The illegitimacy rate in Shaker Heights is 1 percent of all live births; in Portsmouth it is 25 percent. (When Moynihan wrote his report, the rate for blacks was about 20 percent.)

These numbers, which he says are typical of communities across the state, tend to shoot down the two major explanations of what has caused the illegitimacy problem: the special, race-impacted circumstances of blacks and what Murray calls the "Farrah Fawcett Hypothesis."

The first flies in the face of the data on Portsmouth whites. And what of the second?

"Movie stars like Farrah Fawcett and Jessica Lange have children without husbands, and no one minds. It is socially acceptable in a way that it wasn't 30 years ago: ergo, more illegitimate births." Right?
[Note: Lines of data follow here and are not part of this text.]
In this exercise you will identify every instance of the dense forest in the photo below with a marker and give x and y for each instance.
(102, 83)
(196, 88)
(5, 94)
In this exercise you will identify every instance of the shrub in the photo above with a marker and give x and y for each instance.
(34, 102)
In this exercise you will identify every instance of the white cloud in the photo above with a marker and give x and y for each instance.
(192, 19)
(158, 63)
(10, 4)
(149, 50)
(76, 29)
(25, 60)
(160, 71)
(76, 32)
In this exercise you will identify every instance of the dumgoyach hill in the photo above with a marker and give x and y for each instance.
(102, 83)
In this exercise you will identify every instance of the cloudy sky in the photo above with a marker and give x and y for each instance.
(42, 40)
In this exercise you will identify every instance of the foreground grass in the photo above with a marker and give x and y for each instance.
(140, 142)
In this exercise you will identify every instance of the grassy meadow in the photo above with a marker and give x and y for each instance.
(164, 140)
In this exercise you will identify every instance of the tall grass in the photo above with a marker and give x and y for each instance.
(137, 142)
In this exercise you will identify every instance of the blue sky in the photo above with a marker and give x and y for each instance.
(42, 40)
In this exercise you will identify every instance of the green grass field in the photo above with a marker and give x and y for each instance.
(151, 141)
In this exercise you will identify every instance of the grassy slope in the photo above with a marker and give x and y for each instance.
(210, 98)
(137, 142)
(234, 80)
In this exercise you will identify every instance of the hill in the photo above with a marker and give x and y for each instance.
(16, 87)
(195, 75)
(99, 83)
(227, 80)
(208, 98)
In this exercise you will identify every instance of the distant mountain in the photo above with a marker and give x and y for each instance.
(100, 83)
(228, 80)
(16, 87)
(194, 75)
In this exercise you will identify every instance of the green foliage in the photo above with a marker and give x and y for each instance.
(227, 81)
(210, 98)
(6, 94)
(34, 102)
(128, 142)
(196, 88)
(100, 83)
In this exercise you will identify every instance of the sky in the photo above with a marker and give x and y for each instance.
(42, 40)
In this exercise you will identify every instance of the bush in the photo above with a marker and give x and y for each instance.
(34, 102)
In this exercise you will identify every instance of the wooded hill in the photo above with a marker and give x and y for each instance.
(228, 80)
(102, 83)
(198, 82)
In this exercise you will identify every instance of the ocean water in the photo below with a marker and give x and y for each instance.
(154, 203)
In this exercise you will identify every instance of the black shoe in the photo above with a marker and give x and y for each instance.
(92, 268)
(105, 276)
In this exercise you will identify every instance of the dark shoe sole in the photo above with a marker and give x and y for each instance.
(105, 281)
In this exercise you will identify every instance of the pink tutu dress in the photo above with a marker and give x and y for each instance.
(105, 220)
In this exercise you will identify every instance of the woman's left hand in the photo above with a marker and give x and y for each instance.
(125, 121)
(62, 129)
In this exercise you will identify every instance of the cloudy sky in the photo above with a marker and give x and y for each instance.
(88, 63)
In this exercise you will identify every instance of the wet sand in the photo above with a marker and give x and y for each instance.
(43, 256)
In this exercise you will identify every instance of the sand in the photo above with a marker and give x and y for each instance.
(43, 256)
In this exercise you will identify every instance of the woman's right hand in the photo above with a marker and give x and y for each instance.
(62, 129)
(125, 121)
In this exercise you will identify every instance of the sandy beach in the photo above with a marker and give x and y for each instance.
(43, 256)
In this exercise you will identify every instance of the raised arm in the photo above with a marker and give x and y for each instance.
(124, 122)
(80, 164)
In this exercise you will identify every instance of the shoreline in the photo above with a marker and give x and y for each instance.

Wrong. Look at Shaker Heights.

Murray cautions that he is talking about family structure, not morality. "Perhaps affluent communities in Ohio have as much promiscuity and divorce as anyone (I did not investigate that question), but they do not have much problem with single-parent families, and they generally have a negligible problem with illegitimacy."

In short, the Ohio data call attention to a phenomenon that had been obscured by the absence of data on socioeconomics and illegitimacy: that there is a white underclass as surely as there is a black underclass; that there are striking similarities between them; that class, not race, is the more reasonable explanation.

Murray does not offer a solution to the problem, only a view that both races are divided into two groups: those who can cope and those who can't.

"Some poor people work hard, support their families, educate their children, and somehow get along even when times are bad. Other poor people are chronically unemployed, unable to care for their children or oversee their development and perpetually in need of someone to rescue them from disaster."

Since whites don't have the built-in excuses routinely used to explain black illegitimacy, "straighter thinking" becomes possible. In other words, if an effective approach can be devised for dealing with the white underclass, "we will begin to come up with better solutions for everyone."